Numerous health conditions are associated with dysbiosis. These include obesity, irritable bowel syndrome (IBS), inflammatory bowel disease, food allergies and sensitivities, small intestinal bacterial overgrowth, bloating, chronic fatigue syndrome, depression, and skin conditions (acne and eczema). Therapies aimed at resolving dysbiosis, such as dietary change to a plant-based diet low in carbohydrate and refined sugars, results in improvement in some of these conditions. There is a distinct difference in gut bacteria between obese and lean individuals. Several studies have shown that when we transplant gut microbes from obese mice into lean mice, they gain weight and increase fat deposition (this while their diet remains unchanged). It turns out that the gut microbiome in obesity has more efficient energy harvest.

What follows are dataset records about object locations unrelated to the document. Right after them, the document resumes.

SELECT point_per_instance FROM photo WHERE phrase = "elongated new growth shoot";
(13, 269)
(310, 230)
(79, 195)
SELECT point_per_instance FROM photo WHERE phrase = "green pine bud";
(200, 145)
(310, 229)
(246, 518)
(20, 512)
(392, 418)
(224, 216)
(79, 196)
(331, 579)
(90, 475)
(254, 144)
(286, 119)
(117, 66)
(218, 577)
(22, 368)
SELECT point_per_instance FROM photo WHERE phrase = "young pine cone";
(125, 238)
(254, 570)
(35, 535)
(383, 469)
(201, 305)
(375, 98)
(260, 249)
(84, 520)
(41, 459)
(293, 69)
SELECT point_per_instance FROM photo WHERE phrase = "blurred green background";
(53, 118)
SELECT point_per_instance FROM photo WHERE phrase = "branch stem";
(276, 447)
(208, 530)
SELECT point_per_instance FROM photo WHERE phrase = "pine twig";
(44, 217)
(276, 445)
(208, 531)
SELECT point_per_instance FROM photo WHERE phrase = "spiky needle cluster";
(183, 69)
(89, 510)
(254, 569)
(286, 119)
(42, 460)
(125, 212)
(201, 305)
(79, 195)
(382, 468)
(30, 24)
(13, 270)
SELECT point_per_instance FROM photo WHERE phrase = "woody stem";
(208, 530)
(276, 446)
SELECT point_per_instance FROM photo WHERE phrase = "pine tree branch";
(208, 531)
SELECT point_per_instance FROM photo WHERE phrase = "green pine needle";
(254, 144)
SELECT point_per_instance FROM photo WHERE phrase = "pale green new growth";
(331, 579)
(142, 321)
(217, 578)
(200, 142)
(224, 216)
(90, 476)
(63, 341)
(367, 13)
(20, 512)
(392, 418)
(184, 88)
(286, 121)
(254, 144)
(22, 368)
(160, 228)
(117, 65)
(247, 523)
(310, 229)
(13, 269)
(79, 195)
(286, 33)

This may be through microbiome effects on gut transit time and hormone secretion.

There is emerging evidence of a significant effect of the gut microbiome on the neuroendocrinal system. Gut bacteria are the main producers of serotonin, which we know has significant implications on our mental state. In one study, patients were given either fermented milk with probiotics, unfermented milk with no probiotic or no intervention. Patients given fermented milk, undergoing a standardized emotional facial recognition task, exhibited significant changes in functional MRI scans revealing altered midbrain connectivity. In another study, mice who were separated from their mothers at birth were found to have depressive behavior and lower than expected levels of the bacterial species Lactobacillus and Bifidobacerium. Replacement of these bacterial species in these mice increased serotonin production and improved depression markers. So the diet we ingest appears to determine the microbe mix in our gut and this in turn may have direct implications for our weight and mood.

The question arises that since infections result in dysbiosis, shouldn’t antibiotics play a beneficial role? Our antibiotics do not have a selective effect on gut microbes, and this results in a detrimental effect on bacteria with non-pathologic important roles. IBS symptoms, such as diarrhea, abdominal cramping, and bloating, have been associated with dysbiosis, and there is growing evidence that prior bowel infections (especially with bacterial agents) appear to be an underlying trigger of IBS from resultant visceral hypersensitivity due to effects on the enteric nervous system. One current hypothesis is that bowel infections occurring at a very early age in childhood appear not to be triggers of post-infectious visceral hypersensitivity or IBS as much as if the same infections are initially encountered in later years of life. So perhaps our modern western “clean” lifestyle, which includes regular use of hand sanitizers and antibiotics (including those we ingest in our livestock and poultry), is delaying childhood infections and putting us at increased risk of IBS. Similarly H. pylori is now seen in the stomachs of fewer and fewer children (fewer than 10 percent) in the United States because of increased antibiotic use. There is evidence that H. pylori may play a protective effect in children by keeping in check the hormone ghrelin, which regulates our sense of hunger. Could this then also be playing a role in our childhood obesity epidemic?

It is becoming increasingly clear is that our microbiome plays a significant role in our health and well-being. Microbiome-based therapies, including those based on diet and lifestyle modifications, show great promise and are undergoing investigation.